The “unknown domain” error gives us some tantalizing hints to the nature of the problem, which is more than Fastly’s own status updates have so far. This tells us that Fastly’s network was up and its Varnish cache servers were answering requests, but its cache configuration—the Varnish Control Language files that point the cache server to the back-end servers supplying the original content—was almost certainly either missing or garbled.

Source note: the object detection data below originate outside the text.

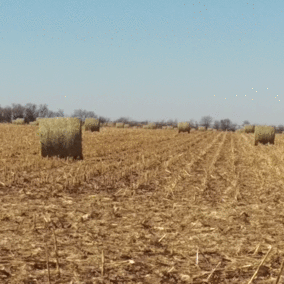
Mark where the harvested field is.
[0,124,284,284]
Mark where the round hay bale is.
[148,122,157,129]
[116,122,124,128]
[167,125,174,130]
[84,118,100,132]
[178,122,190,133]
[12,118,25,125]
[244,124,255,133]
[38,117,83,160]
[29,121,39,126]
[254,125,275,146]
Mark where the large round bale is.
[244,124,255,133]
[147,122,157,129]
[12,118,25,125]
[84,118,100,132]
[116,122,124,128]
[254,125,275,146]
[38,117,83,160]
[178,122,190,133]
[29,121,39,126]
[107,122,115,127]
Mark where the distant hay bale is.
[244,124,255,133]
[84,118,100,132]
[178,122,190,133]
[147,122,157,129]
[107,122,115,127]
[254,125,275,146]
[116,122,124,128]
[12,118,25,125]
[29,121,39,126]
[38,117,83,160]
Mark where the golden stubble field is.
[0,125,284,284]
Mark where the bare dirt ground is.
[0,125,284,284]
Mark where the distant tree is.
[36,104,49,117]
[200,115,213,130]
[1,107,12,123]
[277,124,284,133]
[24,103,37,123]
[213,120,221,130]
[12,104,25,120]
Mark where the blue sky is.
[0,0,284,125]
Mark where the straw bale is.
[84,118,100,132]
[38,117,83,160]
[29,121,39,126]
[148,122,157,129]
[178,122,190,133]
[12,118,25,125]
[244,124,255,133]
[167,125,174,130]
[116,122,124,128]
[254,125,275,146]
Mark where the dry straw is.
[254,125,275,146]
[178,122,190,133]
[244,124,255,133]
[116,122,124,128]
[84,118,100,132]
[38,117,83,160]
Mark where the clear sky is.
[0,0,284,125]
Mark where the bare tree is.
[200,115,213,130]
[12,104,25,119]
[277,124,284,133]
[24,103,37,123]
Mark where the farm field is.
[0,124,284,283]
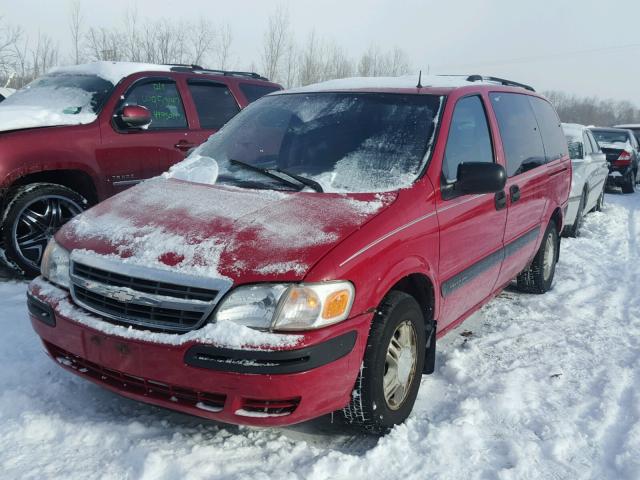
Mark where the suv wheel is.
[517,220,560,293]
[622,170,636,193]
[342,291,426,434]
[2,183,87,277]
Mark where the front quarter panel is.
[305,178,439,317]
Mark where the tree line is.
[0,0,410,88]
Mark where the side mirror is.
[118,105,151,128]
[456,162,507,194]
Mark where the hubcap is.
[383,320,417,410]
[543,233,556,280]
[12,195,82,268]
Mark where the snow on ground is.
[0,194,640,480]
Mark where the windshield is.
[193,92,443,192]
[1,72,113,116]
[591,130,629,143]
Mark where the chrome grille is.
[71,252,231,333]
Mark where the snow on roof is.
[49,61,171,85]
[280,74,479,95]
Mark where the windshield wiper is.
[229,158,323,193]
[270,168,324,193]
[229,158,301,190]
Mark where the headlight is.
[40,239,71,289]
[215,282,355,330]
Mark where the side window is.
[529,97,568,162]
[121,80,187,130]
[489,92,544,177]
[582,133,593,157]
[240,83,280,103]
[189,80,240,130]
[442,96,494,182]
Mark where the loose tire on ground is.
[622,170,636,193]
[0,183,88,277]
[342,291,426,434]
[517,220,560,293]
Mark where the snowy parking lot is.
[0,193,640,480]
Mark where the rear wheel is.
[592,187,604,212]
[342,291,426,433]
[622,170,636,193]
[564,192,587,238]
[2,183,87,277]
[517,220,560,293]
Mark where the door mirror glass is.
[456,162,507,194]
[119,105,151,128]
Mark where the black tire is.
[342,291,426,434]
[591,187,605,212]
[562,191,587,238]
[1,183,87,277]
[517,220,560,294]
[622,170,636,193]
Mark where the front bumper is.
[28,286,373,426]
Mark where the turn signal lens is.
[322,290,351,320]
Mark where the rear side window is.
[240,83,280,103]
[123,80,187,130]
[189,81,240,130]
[528,96,568,162]
[489,92,544,177]
[442,96,493,182]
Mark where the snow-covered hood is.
[0,102,96,132]
[56,178,396,283]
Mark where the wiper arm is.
[229,159,324,193]
[229,158,302,190]
[272,168,324,193]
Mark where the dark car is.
[590,127,640,193]
[0,62,281,275]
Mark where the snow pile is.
[49,61,171,85]
[33,277,302,350]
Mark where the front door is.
[436,95,507,330]
[96,77,192,194]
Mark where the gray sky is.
[5,0,640,105]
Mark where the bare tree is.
[215,23,233,70]
[191,18,216,65]
[0,16,23,84]
[69,0,82,65]
[262,5,289,81]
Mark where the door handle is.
[174,140,198,152]
[493,190,507,210]
[509,185,520,203]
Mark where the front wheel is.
[517,220,560,293]
[342,291,426,434]
[2,183,87,277]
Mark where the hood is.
[0,105,96,132]
[56,178,396,283]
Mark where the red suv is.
[28,76,571,432]
[0,62,281,276]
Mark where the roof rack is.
[467,75,535,92]
[169,63,269,82]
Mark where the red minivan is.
[28,76,571,432]
[0,62,281,276]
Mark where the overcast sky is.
[5,0,640,105]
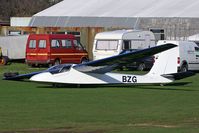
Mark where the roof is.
[30,0,199,28]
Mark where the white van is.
[93,30,156,60]
[157,40,199,72]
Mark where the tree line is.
[0,0,62,21]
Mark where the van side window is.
[61,40,72,48]
[39,40,46,48]
[51,39,60,48]
[73,40,83,50]
[29,40,36,48]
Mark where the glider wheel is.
[137,63,145,71]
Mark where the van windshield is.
[96,40,118,50]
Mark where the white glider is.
[30,44,191,85]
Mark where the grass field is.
[0,64,199,133]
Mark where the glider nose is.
[30,72,52,82]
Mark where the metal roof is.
[29,0,199,28]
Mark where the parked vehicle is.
[0,35,28,65]
[26,34,88,65]
[156,40,199,72]
[93,30,156,70]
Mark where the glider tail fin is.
[148,44,178,75]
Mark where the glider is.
[2,44,193,85]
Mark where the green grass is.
[0,64,199,133]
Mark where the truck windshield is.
[96,40,118,50]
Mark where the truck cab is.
[26,34,88,66]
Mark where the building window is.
[150,29,165,41]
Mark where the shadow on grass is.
[37,82,198,91]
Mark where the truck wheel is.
[0,56,8,65]
[54,59,61,65]
[137,63,145,71]
[180,64,188,72]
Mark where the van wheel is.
[137,63,146,71]
[54,59,61,65]
[0,56,9,65]
[180,64,188,72]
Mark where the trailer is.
[0,35,28,65]
[93,30,156,70]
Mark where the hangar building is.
[8,0,199,57]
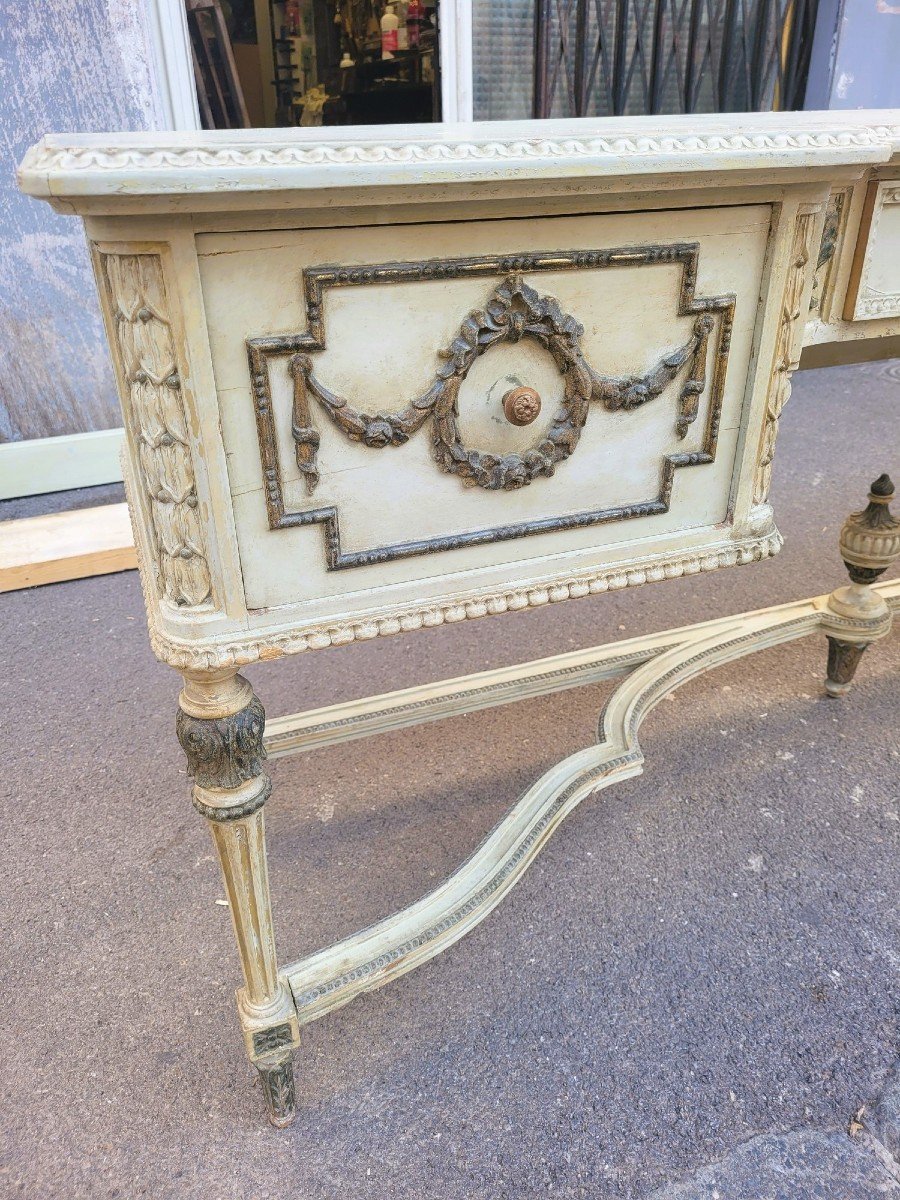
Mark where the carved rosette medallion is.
[247,242,734,570]
[101,254,211,607]
[290,275,713,492]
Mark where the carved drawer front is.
[197,205,772,623]
[844,179,900,320]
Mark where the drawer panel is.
[197,205,770,622]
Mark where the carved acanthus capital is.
[175,696,265,788]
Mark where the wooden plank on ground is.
[0,504,138,592]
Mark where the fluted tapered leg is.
[178,671,300,1127]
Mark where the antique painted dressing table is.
[19,113,900,1124]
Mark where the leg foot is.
[254,1054,296,1129]
[826,635,869,700]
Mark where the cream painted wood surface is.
[20,113,900,1126]
[198,205,770,623]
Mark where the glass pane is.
[473,0,817,120]
[472,0,535,121]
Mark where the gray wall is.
[0,0,162,442]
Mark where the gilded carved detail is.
[290,274,714,492]
[101,254,211,606]
[754,212,818,504]
[247,242,734,570]
[175,696,265,788]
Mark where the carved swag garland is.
[289,275,714,493]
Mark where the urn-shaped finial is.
[839,475,900,583]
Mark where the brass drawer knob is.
[503,388,541,425]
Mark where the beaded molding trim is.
[20,125,900,176]
[148,529,784,671]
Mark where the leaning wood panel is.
[0,504,138,592]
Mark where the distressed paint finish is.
[0,0,161,442]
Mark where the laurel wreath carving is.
[289,274,714,493]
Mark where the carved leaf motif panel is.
[102,254,211,607]
[754,212,818,504]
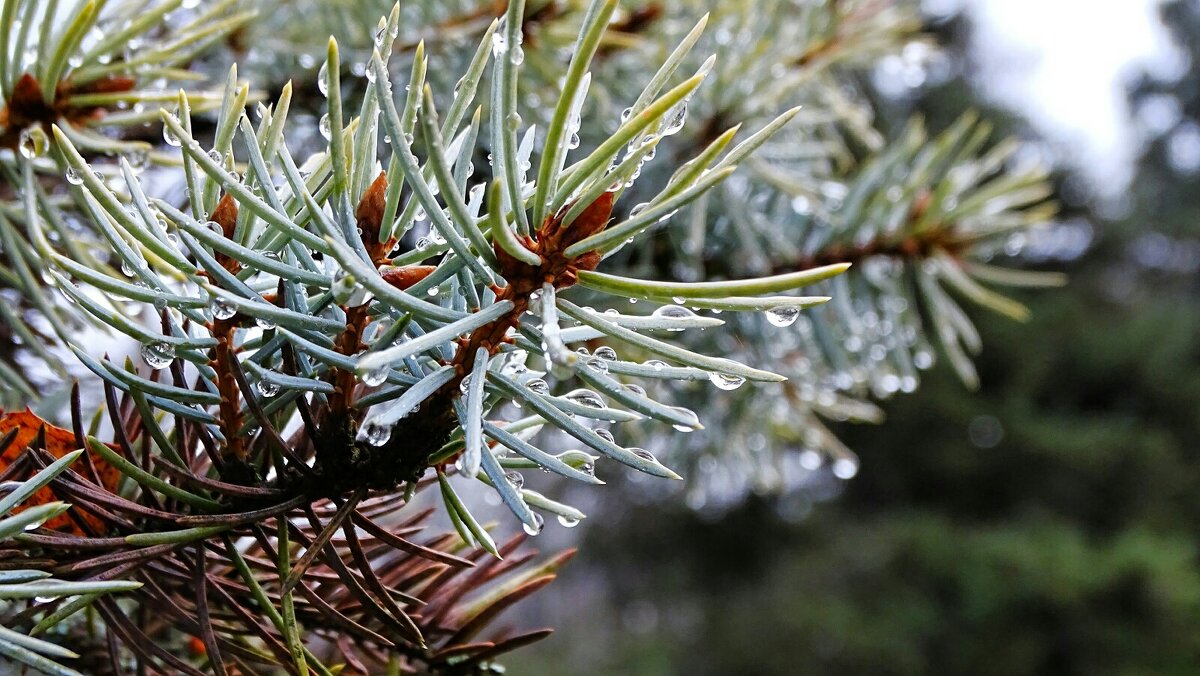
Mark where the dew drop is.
[317,61,329,96]
[142,341,175,371]
[564,388,605,408]
[661,101,688,136]
[708,371,746,390]
[209,298,238,319]
[763,305,800,327]
[254,379,280,396]
[162,125,184,148]
[362,366,391,388]
[625,448,659,462]
[833,457,858,479]
[521,512,546,536]
[362,420,391,445]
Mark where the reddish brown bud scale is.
[354,172,392,267]
[0,73,137,148]
[382,265,437,291]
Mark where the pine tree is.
[0,0,1058,674]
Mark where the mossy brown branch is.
[0,73,137,149]
[209,193,246,463]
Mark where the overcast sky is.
[950,0,1185,196]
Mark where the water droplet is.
[125,145,150,174]
[142,341,175,371]
[671,406,701,432]
[209,298,238,319]
[317,61,329,96]
[17,125,50,160]
[625,448,659,463]
[361,420,391,445]
[833,457,858,479]
[254,379,280,396]
[564,388,605,408]
[661,101,688,136]
[362,366,391,388]
[763,305,800,327]
[162,125,184,148]
[800,449,821,472]
[521,512,546,536]
[653,305,696,331]
[708,371,746,390]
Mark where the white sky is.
[950,0,1190,197]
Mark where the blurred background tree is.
[514,1,1200,674]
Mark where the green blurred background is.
[509,0,1200,675]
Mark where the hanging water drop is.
[708,371,746,390]
[521,512,546,536]
[254,379,280,396]
[625,448,659,463]
[361,420,391,445]
[833,457,858,479]
[317,61,329,96]
[209,298,238,319]
[142,341,175,371]
[661,101,688,136]
[564,388,605,408]
[162,125,182,148]
[763,305,800,328]
[362,366,391,388]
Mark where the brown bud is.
[562,192,613,249]
[383,265,437,291]
[354,172,391,265]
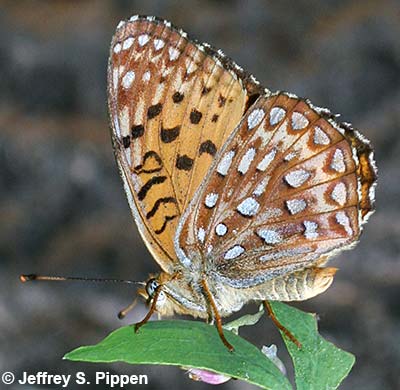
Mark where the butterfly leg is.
[201,279,234,352]
[135,284,162,333]
[263,301,301,348]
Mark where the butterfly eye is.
[146,279,159,298]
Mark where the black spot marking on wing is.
[172,92,185,103]
[161,126,181,144]
[154,215,177,234]
[131,125,144,138]
[147,103,162,119]
[190,108,203,125]
[134,150,163,173]
[199,140,217,156]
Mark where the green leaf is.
[270,302,355,390]
[64,321,292,390]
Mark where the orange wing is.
[176,93,376,287]
[108,16,261,272]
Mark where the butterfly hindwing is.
[177,93,375,287]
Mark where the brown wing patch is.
[177,93,376,287]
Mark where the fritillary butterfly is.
[108,16,376,348]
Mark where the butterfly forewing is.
[108,17,260,271]
[176,93,375,287]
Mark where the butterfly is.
[108,16,377,349]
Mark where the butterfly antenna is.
[19,274,146,286]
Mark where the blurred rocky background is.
[0,0,400,390]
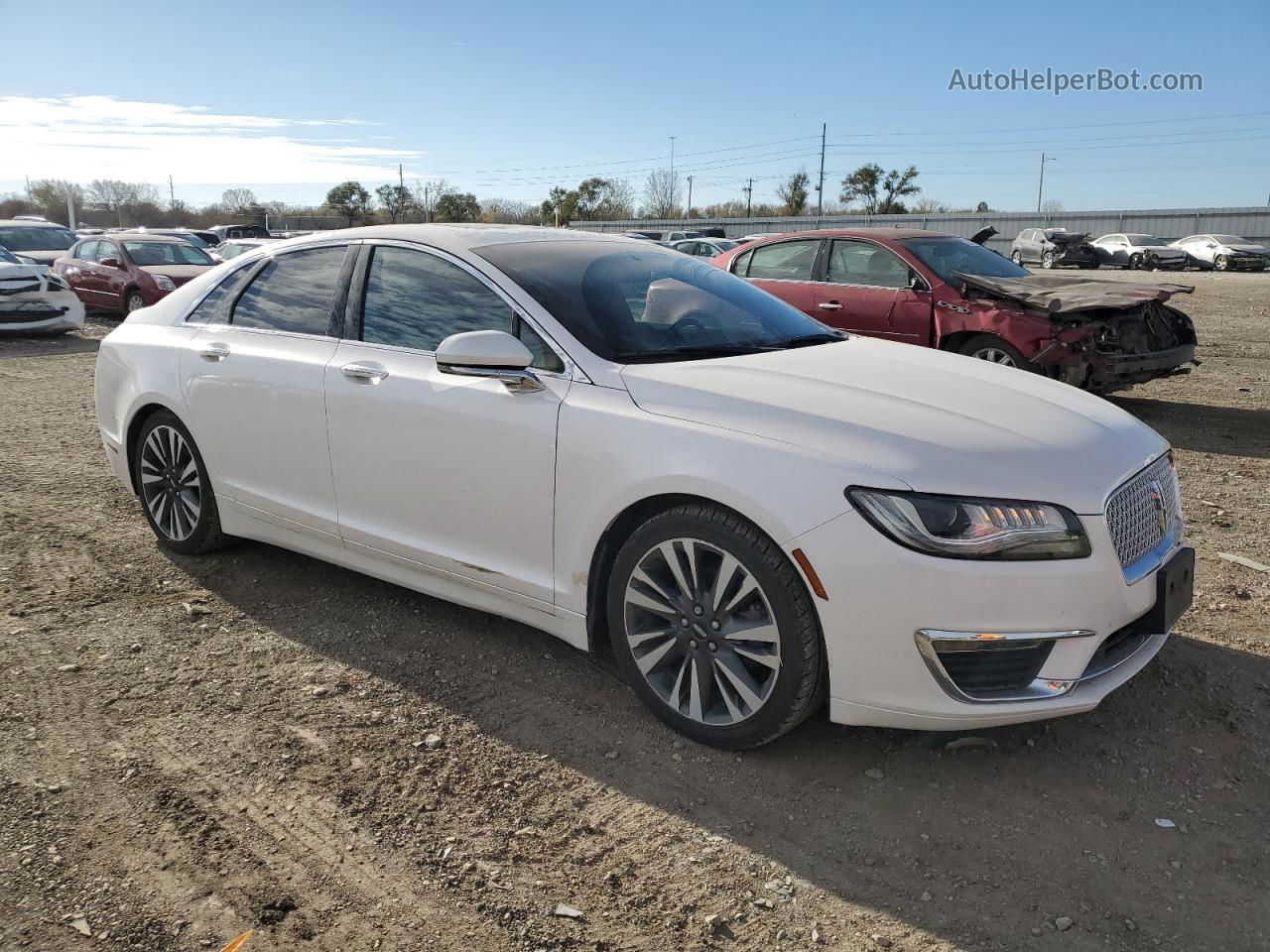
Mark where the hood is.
[141,264,216,287]
[952,272,1195,313]
[622,337,1169,514]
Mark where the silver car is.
[1089,234,1188,272]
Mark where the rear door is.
[735,239,826,320]
[181,244,349,540]
[816,239,929,343]
[325,242,572,611]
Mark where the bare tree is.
[221,187,260,214]
[644,169,680,218]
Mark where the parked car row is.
[93,225,1194,748]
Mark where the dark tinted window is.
[362,248,564,371]
[826,240,908,289]
[748,239,821,281]
[232,246,344,334]
[186,264,255,323]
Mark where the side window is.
[748,239,821,281]
[362,246,564,372]
[826,240,909,289]
[231,245,346,335]
[186,264,255,323]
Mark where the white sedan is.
[96,225,1194,748]
[0,246,83,334]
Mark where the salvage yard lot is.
[0,273,1270,952]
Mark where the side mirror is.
[437,330,543,394]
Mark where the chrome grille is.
[1107,456,1183,575]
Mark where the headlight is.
[847,488,1089,559]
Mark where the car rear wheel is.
[132,410,227,554]
[957,334,1040,373]
[608,503,826,750]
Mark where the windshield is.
[472,240,842,363]
[123,241,212,268]
[0,226,78,251]
[899,236,1030,285]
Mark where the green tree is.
[839,163,922,214]
[776,169,812,214]
[435,191,480,221]
[326,178,371,227]
[375,185,414,223]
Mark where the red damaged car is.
[711,228,1198,394]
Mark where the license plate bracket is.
[1148,545,1195,634]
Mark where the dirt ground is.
[0,274,1270,952]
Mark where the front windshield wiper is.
[613,344,772,363]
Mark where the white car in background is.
[96,225,1194,748]
[1089,234,1190,272]
[0,246,83,334]
[1170,235,1266,272]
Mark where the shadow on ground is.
[177,543,1270,949]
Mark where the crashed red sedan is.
[711,228,1198,394]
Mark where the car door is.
[181,244,350,540]
[325,242,571,611]
[816,239,930,343]
[735,239,826,320]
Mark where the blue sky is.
[0,0,1270,209]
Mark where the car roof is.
[260,223,635,251]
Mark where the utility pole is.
[1036,153,1054,214]
[816,122,828,217]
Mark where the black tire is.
[956,334,1040,373]
[607,503,828,750]
[132,410,230,554]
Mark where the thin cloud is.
[0,95,421,182]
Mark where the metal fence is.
[569,207,1270,250]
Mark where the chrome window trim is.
[357,237,590,384]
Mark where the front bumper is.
[788,512,1181,730]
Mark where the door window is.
[747,239,821,281]
[362,246,564,372]
[828,240,909,289]
[231,245,345,335]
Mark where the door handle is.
[339,363,389,384]
[198,340,230,361]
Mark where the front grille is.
[936,640,1054,701]
[1107,456,1183,568]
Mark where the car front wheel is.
[608,503,826,750]
[132,410,227,554]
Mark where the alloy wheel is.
[970,346,1019,367]
[141,425,203,542]
[623,538,781,726]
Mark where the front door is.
[325,244,571,611]
[736,239,826,321]
[181,245,346,539]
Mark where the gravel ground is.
[0,273,1270,952]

Fastly’s own status page acknowledged the issue at 5:58 am EDT, then declared it identified at 6:44 am and fixed (with “increased origin load,” which in many cases may effectively have meant sites were still unavailable for a while) at 6:57 am. The status page classified the issue as a “global CDN disruption” but gave no technical details. A tweet from the Fastly engineering team gave slightly more detail:
We identified a service configuration that triggered disruptions across our POPs globally and have disabled that configuration. Our global network is coming back online. Continued status is available at https://t.co/RIQWX0LWwl
— Fastly (@fastly) June 8, 2021
Although the outage was mercifully brief—Director of Internet Analysis Doug Madory told CNN that his firm Kentik saw Fastly traffic disappear at 5:49 am and begin reappearing at 6:39 am—the financial impact can be enormous. Media measurement firm Kantar guesstimated $29 million dollars in ad revenue lost worldwide during the hour-long outage.
Fastly’s brief snafu doesn’t appear to have bothered investors too much. FSLY dipped $0.81 in pre-market trading at the New York Stock Exchange—likely due to the outage itself—but bounced up $3.24 by 10 am. At closing, it was up to $56.20, a 10.8 percent increase from yesterday’s $50.70 closing price.